Feeling confident yet?
Kendall Marshall is the best point guard left in the NCAA tournament, but he may not play another minute after fracturing the scaphoid bone in his right wrist last Sunday against Creighton. He had that wrist in a black brace Thursday at the Edward Jones Dome while the Tar Heels held their public practice. He did not participate in the practice, nor did he participate in Carolina's real workout earlier in the day.
Marshall says he is day-to-day and a final call will be made Friday, but he hasn't so much as dribbled a ball all week.
"I have a strong, strong inclination that he is not going to play," Williams said.
That's a strong, strong indication that freshman Stilman White will start in Marshall's absence. Until now, White's biggest claim to fame was making Cosmo's 24-man list of the "Hottest Guys of March Madness." Williams seems to view White as more of a hot mess, referring to him as "wacko" several times Thursday.
"He's really a nice kid," Williams said. "I mean, he's a little wacko now. … I mean, no, he's a lot wacko. But he's really a good kid. And we have enjoyed the dickens out of him.
"Stilman is like a little colt running around out there. Kendall thinks three plays ahead. Stilman's still trying to think [whether] he's got both shoes tied. … But Stilman's got a little toughness to him. I mean, he really does. Like I say, he's wacko and maybe it's the wacko to the extent that he doesn't realize it, but I like the toughness. He's willing to try to make plays. I don't worry any more about Stilman tomorrow than I would if he was going to play two minutes. Because he's still wacko. …
"We have thrown him out there a couple of minutes in some big games and he's done fine. And he comes back over to the bench and just sort of sits down and he's got this little grin on his face, and somebody will say, 'Good job.' And he will say, 'What did I do?' "
According to my Roy-to-English dictionary, "wacko" roughly translates to "clueless." That might work to White's advantage in a thankless situation like this. The enormity of the moment may sail right over the 6-foot top of White's addled head.
"He's just going to run with it," Marshall said. "He's not going to get worried about it. That's just Stilman."
The kid looks more like a member of Carolina's famed junior-varsity squad, and his season stats are the stuff of walk-ons: 0.7 points and 0.3 assists per game. His season high is three points, and he's made exactly one shot since January.
But if you think White is callow, the alternative is Justin Watts. He's a senior, but has spent no more than 10 minutes of his career playing point guard. So White is John Stockton by comparison.
White was signed last spring as point guard insurance, after Larry Drew II unexpectedly bolted from the program during the season. It turned out to be a very astute use of a scholarship.
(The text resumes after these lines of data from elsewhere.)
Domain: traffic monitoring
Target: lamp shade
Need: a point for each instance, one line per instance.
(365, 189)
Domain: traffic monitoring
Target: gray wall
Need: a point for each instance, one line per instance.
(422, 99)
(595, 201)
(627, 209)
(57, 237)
White is from Wilmington, N.C., but nobody is confusing his upside with that of another Wilmington product who went to Carolina – Michael Jordan. White is leaving school after this season, but not because he's turning pro. He's going on a Mormon mission, following the lead of his parents, Erin and Shannon, who did missions in their youth in California and Puerto Rico.
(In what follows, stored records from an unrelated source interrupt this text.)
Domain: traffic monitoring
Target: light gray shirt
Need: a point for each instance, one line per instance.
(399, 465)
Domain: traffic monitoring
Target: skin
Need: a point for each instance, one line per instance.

"I'm pretty committed to a two-year mission," White said. "It's something I've looked forward to since I was 8 years old. … I planned on going [on a mission] out of high school, then North Carolina started recruiting me."
Before the sudden interest from the Heels, White was a low-profile recruit who probably was headed to BYU. Now he's a likely starter in the Sweet 16.
"It's been hectic," he said. "A lot of people are trying to talk to you, give you advice. Sometimes you've got to just block all that out. But it's hard, I'm not going to lie."
White definitely is not blocking out the advice of Marshall, who was remarkably sunny in the Carolina locker room Thursday. If Heels fans everywhere are morose, they should take their lead from the guy they're feeling sorry for. He's not.
Marshall has "#passfirst" written on his wrist brace, a Twitter motto someone started up anonymously in support of the ACC's new single-season assist record-holder. Marshall says it not only exemplifies his playing style but can be extrapolated as a game plan for life.
"Help other people out," Marshall said. "You can use it on the court or off."
The one topic that dampens Marshall's demeanor a bit is whether his broken wrist was the result of an excessive foul. Creighton's Ethan Wragge took down Marshall on a drive to prevent a layup, prompting a lot of discussion about the propriety of the play.
"I mean, there's so many ways you can look at it," Marshall said. "Do I think he was trying to foul me? Yes. Do I think he meant to foul me that hard? I don't know. I didn't fall real well. But it's not my place to say."
For a passer, Marshall sure wasn't willing to give Wragge a pass. Part of that could stem from a couple of other questionable collisions in the game: one when Creighton's Grant Gibbs banged into John Henson and his sprained wrist, which resulted in Henson later going after Gibbs and getting a technical foul; and Bluejays center Gregory Echenique flat leveling Carolina center Tyler Zeller with two forearms to the chops.
Williams was angry about the latter, and Creighton coach Greg McDermott called him to apologize for that shot from Echenique. But otherwise, Carolina is at least publicly writing them off as the breaks of the game.
It's just amazing how many bad breaks one team can have in a season. The Marshall and Henson wrist injuries come after the torn ACLs suffered by guards Leslie McDonald and Dexter Strickland – and the Strickland injury is the only thing that got Stilman White off the bench for any meaningful minutes to begin with.
Nobody in Hoopsworld is prone to feel sorry for North Carolina. There have been too many wins, too many great players, too much great coaching over the decades. Goliath never has been a sympathetic figure.
But when the best point guard in the tournament is on the verge of being replaced by a guy only Cosmo could love, the Tar Heels suddenly look a lot more mortal than usual.